[Noisebridge-discuss] on games as an introduction to deeper tech

travis+ml-noisebridge at subspacefield.org travis+ml-noisebridge at subspacefield.org
Mon Oct 4 19:59:59 UTC 2010


You know, when I was a CS undergrad, I spent a great deal of time
playing MUDs, specifically LPMuds.

Many of my friends learned C (well, LPC) once they started programming
the MUDs.

It used an ed-like interface to upload the data (ASCII upload,
basically), and so I owe my deep understanding of ed, sed, ex, and vi
to that.

I started running 386BSD around this time, and started running a MUD
on my home machine.

I ended up doing some special magic so that telnetting to a port ended
up getting you to the game on my dynamic IP.

I eventually hacked the PERL regexp libraries into MudOS and my NPCs
would respond to patterns in spoken speech, eliminating special verbs
for interacting with them.

By adding a few randomly-driven behaviors, they'd wander around,
doing idiosyncratic things, and fooled many a person.

MudOS introduced socket calls, and I coded a dictionary object that
would look up words online, and display them.  Some people thought
I had typed in an entire dictionary :-)

In one experimental game, I wrote a computer in the game that you
could sit down at, and it would let your character telnet out to the
real Internet, making what Hofstader calls a "strange loop"; you sit
down at a computer, connect across the Internet, go into a game, sit
down at a computer, and connect across the Internet again.

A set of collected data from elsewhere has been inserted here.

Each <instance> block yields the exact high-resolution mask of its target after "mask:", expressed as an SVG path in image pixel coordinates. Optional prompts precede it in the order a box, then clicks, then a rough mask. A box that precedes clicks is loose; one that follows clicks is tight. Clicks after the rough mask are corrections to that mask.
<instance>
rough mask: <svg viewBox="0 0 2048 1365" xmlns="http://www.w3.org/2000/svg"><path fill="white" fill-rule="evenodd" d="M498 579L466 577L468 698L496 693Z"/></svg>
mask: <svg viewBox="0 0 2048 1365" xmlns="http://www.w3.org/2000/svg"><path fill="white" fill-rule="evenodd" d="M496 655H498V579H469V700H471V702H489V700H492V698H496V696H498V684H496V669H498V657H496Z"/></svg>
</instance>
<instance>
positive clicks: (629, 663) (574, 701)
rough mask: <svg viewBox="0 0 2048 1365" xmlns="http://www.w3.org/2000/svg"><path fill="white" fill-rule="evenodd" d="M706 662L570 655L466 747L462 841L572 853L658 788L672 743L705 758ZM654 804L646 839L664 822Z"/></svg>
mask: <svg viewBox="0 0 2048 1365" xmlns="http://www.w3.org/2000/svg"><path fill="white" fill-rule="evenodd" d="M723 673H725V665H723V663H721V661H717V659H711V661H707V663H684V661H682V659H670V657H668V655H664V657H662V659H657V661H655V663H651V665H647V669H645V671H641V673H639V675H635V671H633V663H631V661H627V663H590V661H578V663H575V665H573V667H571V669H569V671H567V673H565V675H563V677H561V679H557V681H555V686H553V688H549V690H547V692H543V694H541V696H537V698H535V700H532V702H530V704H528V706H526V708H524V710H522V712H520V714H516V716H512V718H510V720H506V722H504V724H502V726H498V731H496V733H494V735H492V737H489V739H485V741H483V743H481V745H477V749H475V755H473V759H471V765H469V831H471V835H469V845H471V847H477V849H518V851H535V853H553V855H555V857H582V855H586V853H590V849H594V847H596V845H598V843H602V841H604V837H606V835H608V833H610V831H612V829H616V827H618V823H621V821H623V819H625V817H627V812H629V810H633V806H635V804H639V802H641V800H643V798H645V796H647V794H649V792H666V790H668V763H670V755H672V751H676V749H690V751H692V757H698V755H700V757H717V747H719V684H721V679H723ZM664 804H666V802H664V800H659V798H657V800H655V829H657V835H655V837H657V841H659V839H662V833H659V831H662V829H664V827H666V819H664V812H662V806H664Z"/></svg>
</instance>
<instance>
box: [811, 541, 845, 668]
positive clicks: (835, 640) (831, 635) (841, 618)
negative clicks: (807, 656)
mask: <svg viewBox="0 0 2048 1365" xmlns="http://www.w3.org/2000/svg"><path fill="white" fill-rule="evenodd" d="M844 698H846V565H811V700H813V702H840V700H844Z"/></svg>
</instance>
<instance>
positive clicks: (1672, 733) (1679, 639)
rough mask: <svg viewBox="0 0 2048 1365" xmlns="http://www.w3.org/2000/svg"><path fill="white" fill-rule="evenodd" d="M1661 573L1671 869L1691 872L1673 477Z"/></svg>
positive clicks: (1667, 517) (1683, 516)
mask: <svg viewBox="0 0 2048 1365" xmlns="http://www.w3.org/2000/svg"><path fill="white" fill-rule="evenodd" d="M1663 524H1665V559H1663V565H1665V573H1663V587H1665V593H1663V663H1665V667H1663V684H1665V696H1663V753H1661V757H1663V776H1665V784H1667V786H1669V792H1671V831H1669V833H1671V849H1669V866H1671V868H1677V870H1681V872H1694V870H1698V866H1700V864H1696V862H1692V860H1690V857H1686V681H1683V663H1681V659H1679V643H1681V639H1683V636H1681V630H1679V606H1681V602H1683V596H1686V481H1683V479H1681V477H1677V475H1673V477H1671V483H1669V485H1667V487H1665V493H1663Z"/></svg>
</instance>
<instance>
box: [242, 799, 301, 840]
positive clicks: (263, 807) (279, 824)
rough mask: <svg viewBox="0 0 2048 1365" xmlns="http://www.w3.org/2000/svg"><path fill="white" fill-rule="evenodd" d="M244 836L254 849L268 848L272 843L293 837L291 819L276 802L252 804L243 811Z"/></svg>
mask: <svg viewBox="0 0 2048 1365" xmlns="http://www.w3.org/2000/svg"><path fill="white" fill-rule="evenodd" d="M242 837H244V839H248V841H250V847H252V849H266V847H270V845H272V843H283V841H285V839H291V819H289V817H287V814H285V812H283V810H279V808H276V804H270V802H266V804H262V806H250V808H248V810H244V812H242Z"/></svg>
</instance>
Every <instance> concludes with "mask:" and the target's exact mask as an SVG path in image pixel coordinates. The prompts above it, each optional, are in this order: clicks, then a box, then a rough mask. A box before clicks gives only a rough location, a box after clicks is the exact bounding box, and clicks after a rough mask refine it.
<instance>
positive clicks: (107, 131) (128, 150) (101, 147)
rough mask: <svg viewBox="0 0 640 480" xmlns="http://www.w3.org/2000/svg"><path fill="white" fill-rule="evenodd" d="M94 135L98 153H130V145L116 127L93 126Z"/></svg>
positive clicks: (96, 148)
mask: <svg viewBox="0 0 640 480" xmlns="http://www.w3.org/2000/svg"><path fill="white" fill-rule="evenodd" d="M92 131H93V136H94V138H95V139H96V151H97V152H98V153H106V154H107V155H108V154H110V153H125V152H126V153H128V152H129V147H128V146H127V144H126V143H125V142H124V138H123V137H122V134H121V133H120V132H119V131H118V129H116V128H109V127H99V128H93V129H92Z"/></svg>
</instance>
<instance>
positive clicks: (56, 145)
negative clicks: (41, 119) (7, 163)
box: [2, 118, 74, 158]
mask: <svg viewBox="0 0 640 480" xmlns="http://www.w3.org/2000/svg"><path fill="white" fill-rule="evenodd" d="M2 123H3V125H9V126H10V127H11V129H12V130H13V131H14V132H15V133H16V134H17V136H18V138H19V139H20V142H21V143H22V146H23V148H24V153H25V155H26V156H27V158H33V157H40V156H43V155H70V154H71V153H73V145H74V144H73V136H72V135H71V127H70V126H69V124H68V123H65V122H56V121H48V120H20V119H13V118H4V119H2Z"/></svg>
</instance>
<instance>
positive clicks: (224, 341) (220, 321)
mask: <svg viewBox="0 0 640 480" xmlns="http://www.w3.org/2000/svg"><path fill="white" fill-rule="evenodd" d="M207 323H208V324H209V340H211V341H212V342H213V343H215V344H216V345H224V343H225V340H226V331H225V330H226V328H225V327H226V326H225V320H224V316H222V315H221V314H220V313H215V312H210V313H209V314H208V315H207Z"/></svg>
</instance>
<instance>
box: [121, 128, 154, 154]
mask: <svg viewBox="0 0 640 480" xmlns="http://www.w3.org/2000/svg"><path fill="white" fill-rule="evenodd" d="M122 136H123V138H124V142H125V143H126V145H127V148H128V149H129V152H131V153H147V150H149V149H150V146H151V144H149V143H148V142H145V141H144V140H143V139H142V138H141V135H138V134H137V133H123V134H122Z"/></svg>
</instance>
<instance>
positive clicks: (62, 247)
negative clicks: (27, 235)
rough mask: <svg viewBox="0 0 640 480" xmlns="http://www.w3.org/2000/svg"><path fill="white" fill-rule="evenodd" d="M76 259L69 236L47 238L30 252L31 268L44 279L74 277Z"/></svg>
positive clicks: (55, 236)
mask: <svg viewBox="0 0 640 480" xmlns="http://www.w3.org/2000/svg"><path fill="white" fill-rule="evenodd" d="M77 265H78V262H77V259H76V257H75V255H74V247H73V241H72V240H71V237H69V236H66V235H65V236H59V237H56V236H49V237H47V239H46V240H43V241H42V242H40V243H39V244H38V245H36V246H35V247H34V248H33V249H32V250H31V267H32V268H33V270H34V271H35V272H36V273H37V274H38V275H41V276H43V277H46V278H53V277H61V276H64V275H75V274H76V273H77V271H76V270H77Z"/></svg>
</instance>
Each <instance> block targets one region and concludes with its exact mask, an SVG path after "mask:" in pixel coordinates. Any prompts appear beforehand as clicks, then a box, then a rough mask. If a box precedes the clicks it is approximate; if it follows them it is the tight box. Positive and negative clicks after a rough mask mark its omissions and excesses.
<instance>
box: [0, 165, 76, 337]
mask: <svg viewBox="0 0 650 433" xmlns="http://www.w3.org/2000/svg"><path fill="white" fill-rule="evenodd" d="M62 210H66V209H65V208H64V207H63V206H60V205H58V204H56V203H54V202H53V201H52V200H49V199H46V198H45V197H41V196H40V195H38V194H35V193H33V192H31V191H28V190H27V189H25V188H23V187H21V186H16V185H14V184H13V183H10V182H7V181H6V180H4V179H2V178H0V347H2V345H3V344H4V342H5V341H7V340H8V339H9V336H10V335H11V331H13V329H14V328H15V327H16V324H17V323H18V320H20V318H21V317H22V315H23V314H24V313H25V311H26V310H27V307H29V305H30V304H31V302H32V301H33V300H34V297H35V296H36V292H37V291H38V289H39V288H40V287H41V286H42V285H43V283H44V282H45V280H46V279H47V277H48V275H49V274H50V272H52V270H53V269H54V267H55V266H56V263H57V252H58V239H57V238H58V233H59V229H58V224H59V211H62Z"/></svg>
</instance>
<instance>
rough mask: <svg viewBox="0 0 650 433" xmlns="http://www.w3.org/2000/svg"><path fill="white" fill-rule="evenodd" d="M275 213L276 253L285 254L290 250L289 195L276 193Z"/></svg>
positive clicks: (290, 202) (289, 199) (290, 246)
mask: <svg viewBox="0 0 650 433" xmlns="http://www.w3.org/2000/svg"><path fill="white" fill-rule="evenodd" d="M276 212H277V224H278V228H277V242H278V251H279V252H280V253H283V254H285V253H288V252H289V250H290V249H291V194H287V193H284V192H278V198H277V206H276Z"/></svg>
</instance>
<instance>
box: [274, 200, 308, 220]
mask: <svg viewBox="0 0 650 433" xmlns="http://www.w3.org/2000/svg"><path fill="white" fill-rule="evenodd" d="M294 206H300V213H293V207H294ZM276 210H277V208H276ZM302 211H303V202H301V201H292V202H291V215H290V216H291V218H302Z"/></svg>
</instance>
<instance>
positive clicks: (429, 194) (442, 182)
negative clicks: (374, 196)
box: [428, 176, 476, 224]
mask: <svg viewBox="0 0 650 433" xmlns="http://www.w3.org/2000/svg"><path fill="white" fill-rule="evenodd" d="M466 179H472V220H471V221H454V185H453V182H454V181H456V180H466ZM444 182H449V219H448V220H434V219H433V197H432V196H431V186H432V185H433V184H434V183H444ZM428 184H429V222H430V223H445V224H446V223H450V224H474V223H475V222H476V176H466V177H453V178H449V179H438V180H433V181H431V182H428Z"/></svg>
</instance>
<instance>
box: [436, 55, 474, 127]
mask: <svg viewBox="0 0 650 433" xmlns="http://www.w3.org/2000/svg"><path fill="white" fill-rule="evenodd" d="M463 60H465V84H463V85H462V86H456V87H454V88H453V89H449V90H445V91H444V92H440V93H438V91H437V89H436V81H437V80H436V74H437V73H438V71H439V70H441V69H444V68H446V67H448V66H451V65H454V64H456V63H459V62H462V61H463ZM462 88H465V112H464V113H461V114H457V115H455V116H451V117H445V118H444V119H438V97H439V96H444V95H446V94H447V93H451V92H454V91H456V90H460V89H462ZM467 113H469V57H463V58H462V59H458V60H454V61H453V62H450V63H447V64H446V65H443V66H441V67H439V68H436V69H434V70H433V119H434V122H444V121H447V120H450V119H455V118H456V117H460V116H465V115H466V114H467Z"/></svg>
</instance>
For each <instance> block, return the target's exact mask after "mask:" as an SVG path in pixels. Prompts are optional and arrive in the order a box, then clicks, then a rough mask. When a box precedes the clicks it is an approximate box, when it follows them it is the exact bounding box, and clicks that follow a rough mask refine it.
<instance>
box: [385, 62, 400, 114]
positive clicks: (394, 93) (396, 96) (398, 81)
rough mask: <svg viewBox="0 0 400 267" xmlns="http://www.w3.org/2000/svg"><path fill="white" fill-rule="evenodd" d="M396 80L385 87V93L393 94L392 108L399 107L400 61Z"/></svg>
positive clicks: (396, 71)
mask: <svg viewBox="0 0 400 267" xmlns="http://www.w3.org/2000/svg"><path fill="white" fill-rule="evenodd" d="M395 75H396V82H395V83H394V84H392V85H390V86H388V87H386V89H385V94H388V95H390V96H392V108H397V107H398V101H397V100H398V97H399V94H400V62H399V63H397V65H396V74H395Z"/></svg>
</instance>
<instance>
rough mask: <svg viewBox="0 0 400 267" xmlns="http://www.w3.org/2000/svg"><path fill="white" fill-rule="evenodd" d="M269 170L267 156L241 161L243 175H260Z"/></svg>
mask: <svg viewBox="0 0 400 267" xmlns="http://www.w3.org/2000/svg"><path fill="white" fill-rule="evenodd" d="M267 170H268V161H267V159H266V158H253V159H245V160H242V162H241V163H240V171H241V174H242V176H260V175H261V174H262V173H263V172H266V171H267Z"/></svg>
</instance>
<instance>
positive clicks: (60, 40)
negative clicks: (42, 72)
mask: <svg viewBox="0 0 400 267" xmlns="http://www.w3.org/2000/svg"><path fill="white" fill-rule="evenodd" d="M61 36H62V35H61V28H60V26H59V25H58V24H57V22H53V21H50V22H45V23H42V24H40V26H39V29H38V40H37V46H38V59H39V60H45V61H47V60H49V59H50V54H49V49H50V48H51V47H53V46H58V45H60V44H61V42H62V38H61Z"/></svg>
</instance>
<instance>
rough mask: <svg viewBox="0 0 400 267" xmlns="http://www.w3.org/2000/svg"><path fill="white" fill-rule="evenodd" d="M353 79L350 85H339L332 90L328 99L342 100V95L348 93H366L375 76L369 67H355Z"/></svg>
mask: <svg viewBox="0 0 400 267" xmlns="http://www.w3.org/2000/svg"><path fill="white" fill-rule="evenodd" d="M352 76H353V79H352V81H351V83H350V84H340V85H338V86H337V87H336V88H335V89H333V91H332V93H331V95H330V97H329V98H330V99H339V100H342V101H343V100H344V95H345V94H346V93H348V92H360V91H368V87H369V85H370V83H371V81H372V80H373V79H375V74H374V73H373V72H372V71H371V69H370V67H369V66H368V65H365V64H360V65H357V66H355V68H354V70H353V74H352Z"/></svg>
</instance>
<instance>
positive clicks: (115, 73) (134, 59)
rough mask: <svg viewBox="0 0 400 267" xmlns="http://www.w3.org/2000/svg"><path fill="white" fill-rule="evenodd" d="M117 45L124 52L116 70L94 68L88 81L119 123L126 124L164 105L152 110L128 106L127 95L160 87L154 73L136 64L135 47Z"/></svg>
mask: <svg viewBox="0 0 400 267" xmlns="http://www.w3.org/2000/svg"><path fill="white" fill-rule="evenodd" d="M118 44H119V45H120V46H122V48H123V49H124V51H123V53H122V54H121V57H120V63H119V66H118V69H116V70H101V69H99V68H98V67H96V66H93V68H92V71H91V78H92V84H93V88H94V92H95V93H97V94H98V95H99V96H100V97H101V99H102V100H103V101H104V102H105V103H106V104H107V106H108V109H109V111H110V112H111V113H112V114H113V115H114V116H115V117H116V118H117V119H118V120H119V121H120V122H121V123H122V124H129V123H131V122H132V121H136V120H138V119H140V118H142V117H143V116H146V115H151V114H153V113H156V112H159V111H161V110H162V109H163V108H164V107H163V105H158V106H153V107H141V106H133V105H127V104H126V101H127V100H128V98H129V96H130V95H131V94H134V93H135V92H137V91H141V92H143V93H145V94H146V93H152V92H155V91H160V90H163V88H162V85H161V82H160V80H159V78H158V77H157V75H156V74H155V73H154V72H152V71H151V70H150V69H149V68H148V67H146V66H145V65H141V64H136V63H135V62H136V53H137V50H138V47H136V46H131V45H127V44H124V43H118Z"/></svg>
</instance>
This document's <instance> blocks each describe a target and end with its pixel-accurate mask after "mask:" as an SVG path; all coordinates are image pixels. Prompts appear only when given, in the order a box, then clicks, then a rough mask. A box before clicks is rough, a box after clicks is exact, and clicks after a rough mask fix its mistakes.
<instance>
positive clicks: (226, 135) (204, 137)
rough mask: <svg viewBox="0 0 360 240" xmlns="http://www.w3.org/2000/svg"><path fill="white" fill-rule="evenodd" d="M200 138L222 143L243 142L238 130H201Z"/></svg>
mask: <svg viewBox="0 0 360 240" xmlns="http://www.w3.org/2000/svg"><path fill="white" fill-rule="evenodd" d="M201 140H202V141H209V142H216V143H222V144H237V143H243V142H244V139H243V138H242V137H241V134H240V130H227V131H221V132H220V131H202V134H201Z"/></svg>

In thinking about security, I came up with a buffer-safe pointer-free
language and was talked out of it because it couldn't be as fast as
compiled C.  This was well before Java.

Having given up on language-based security, I started working on a
better MUD and realized what I needed was a full OS.  I started
research into OSes, and eventually became a contributor to NetBSD,
FreeBSD, and wrote part of GRUB.

I also started studying emergent behavior, and started taking classes
on microeconomics to see if I could get real economies out of
individual NPC behavior.

Had someone just told me I should do these things without a
motivation, I may not ever have had the interest.

I hardly played any video games from 1995-2009, so may have been
inclined to feel the way you do.  But I still miss the camraderie of
those all-night game playing sessions (either LAN parties or wasting
resources at the comp center).  And lately I've found some stress
relief in aerating enemy skulls in Fallout 3.  Perhaps you should
look into it.

Anyway, I've been thinking someone just needs to come up with a better
way to use games to seduce people to the light side of the Force.  I
hear many of the games now use python as a scripting engine.  I'm
thinking someone needs to come up with a game that allows people to
play, but lets them play _better_ with increasing programming skill.